Kein Wort bleibt im Gedächtnis
Grundlember begrüßte mich mit „Gnadenbringende Zeit!“. Schlicht „Guten Abend“ erwidernd, setzte ich mich auf den freien Stuhl ihm gegenüber. Jetzt, da ich dies berichte, bin ich mir nicht mehr sicher, ob wirklich ein Tisch zwischen uns stand. Was ich hingegen ganz genau weiß, ist, dass mir kein einziges Wort, das wir dann möglicherweise gesprochen haben, im Gedächtnis geblieben ist.

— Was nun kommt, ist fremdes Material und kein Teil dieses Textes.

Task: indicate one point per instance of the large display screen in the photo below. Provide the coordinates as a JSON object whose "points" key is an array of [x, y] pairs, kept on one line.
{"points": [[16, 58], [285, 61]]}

Unsere Konversation, falls überhaupt eine stattgefunden haben sollte, muss unterbrochen worden sein, weil nach mir gerufen wurde. Ich war als Attraktion des Abends engagiert worden, um vor den Augen aller mit einem großen Messer zwei Scheiben von einem Brotlaib abzuschneiden. Die Hausherrin kündigte mich dem exklusiven, aus geladenen Gästen bestehenden Publikum an. Sie begann feierlich mit den Worten „Gnadenbringende Zeit“. Alles Folgende verstand ich nicht, denn sie sprach mit der Lippe auf der Zunge durch einen Schlauch aus dem Maschinenraum. Aufs Geratewohl begann ich meine Darbietung.
Ein paar Stunden später saß ich wieder in meinem Luftschiff und betrachtete die beiden Brotschnitten, die mir als Andenken überlassen worden waren. Ich konnte es einfach nicht fassen.